Distinction between peroxisomal bifunctional enzyme and acyl‐CoA oxidase deficiencies

Abstract

The clinical distinction between patients with a disorder of peroxisome assembly (e.g., Zellweger syndrome) and those with a defect in a peroxisomal fatty acid β-oxidation enzyme can be difficult. We studied 29 patients suspected of belonging to the latter group. Using complementation analysis, 24 were found to be deficient in enoylcoenzyme A hydratase/3-hydroxyacylcoenzyme A dehydrogenase bifunctiona enzyme and 5 were deficient in acyl-CoA oxidase. Elevated plasma very long-chain fatty acids (VLCFA), impaired fibroblast VLCFA β-oxidation, decreased fibroblast phytanic acid oxidation, normal plasmalogen synthesis, normal plasma l-pipecolic acid level, and normal subcellular catalase distribution were characteristic findings in both disorders.

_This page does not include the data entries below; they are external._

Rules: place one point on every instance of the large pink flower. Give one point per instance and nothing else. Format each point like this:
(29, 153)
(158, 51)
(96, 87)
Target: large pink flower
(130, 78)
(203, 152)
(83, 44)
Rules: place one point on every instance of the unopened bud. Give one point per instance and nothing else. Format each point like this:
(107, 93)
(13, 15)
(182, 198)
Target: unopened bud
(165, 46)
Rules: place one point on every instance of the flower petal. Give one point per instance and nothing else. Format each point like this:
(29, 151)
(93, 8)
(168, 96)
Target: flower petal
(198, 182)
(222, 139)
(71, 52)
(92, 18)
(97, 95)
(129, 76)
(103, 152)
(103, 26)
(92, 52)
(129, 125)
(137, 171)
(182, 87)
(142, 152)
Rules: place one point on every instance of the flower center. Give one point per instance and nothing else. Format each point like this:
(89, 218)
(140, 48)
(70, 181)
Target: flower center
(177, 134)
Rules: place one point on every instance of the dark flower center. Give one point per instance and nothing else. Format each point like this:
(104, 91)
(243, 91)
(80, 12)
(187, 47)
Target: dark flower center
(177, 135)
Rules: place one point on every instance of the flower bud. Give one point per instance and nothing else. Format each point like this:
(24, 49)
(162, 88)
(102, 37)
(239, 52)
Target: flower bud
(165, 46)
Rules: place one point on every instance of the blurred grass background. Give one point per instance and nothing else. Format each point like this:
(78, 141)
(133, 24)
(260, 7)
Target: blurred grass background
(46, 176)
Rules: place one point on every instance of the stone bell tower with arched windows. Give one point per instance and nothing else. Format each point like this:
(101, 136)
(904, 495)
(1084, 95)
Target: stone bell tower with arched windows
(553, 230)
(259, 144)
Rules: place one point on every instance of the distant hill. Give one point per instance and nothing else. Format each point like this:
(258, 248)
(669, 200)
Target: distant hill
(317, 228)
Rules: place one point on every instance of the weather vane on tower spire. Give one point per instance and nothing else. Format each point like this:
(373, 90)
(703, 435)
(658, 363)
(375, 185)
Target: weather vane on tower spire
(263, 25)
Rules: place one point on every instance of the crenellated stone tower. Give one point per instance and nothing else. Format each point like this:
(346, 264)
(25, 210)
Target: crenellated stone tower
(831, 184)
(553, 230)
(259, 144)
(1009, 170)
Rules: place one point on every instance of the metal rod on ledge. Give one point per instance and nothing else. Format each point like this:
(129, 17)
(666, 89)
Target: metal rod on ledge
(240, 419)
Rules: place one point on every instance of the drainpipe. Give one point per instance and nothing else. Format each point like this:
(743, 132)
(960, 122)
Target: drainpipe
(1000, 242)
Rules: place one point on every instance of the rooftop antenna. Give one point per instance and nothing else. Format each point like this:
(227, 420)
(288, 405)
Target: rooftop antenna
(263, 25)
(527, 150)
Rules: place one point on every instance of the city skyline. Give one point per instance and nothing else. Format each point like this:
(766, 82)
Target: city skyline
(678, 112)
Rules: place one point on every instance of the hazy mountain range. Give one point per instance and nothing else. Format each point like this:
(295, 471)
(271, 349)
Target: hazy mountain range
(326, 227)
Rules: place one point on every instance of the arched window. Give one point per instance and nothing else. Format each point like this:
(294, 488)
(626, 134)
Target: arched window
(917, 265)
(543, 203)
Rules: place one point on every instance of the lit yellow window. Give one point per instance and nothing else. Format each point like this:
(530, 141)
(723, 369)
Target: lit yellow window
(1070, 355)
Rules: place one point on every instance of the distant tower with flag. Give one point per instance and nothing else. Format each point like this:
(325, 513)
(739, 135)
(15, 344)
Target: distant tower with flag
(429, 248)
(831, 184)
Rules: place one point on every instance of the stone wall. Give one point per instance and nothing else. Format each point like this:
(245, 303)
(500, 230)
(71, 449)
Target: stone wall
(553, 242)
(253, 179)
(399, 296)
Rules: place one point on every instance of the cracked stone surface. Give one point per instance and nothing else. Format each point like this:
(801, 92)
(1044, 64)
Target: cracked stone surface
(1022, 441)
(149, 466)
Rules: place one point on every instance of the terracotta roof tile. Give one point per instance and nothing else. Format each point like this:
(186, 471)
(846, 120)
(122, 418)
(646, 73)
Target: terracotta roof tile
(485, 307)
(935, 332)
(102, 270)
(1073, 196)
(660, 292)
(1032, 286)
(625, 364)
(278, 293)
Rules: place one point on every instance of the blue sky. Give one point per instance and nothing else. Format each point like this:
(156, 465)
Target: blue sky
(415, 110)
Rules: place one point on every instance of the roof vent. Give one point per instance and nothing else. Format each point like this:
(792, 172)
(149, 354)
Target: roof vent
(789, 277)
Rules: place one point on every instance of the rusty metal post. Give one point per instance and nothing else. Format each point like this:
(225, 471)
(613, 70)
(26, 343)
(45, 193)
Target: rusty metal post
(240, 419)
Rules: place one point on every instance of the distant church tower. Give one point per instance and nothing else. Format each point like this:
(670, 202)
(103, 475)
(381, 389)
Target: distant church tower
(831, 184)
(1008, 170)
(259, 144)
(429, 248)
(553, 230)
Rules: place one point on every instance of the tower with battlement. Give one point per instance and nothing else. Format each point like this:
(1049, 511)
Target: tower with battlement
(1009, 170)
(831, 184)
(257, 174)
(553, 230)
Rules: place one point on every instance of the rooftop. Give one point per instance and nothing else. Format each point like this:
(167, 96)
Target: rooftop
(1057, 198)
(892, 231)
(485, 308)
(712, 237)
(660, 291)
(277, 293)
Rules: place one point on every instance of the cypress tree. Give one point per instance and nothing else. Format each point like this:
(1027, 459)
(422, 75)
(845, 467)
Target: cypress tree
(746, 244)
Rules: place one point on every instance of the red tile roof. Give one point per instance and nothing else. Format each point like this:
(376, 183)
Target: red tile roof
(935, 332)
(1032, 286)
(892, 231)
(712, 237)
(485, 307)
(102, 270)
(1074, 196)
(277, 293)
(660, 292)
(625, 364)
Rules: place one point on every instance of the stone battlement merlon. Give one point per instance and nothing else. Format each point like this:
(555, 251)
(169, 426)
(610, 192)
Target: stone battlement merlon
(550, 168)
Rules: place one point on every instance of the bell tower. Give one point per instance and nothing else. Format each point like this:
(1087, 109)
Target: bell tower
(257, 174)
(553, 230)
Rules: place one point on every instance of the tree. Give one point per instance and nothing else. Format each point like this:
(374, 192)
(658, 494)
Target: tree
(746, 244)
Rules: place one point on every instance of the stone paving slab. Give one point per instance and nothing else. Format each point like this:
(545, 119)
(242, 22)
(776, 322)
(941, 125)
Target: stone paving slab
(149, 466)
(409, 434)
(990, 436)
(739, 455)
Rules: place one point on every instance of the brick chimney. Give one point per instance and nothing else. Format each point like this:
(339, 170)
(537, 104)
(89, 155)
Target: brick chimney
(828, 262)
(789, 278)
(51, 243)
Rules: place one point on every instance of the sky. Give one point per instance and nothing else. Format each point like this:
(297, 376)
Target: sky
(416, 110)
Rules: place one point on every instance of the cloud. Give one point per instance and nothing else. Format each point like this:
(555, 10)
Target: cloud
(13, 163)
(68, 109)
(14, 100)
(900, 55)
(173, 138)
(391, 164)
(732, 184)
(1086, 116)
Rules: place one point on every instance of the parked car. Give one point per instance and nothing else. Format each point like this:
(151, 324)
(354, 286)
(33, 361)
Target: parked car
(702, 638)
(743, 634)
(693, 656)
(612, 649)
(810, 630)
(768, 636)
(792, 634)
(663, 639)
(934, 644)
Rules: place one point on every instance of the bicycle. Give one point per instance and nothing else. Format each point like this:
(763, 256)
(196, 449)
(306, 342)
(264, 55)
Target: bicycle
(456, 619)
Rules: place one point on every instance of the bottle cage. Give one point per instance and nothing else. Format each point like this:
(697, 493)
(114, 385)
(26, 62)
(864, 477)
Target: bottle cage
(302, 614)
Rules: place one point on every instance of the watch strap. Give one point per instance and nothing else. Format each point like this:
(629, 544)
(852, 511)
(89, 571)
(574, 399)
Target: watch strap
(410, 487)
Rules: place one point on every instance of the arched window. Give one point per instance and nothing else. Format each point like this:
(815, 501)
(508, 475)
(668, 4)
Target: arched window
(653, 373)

The elevation in plasma VLCFA levels and impairment in fibroblast VLCFA β-oxidation were more severe in bifunctional-deficient than in oxidase-deficient patients. The clinical course in bifunctional deficiency (profound hypotonia, neonatal seizures, dysmorphic features, age at death ∼9 months) was more severe than in oxidase deficiency (moderate hypotonia without dysmorphic features, development of a leukodystrophy, age at death ∼4 yr). Based on these findings, accurate early diagnosis of these deficiencies of peroxisomal β-oxidation enzymes is possible.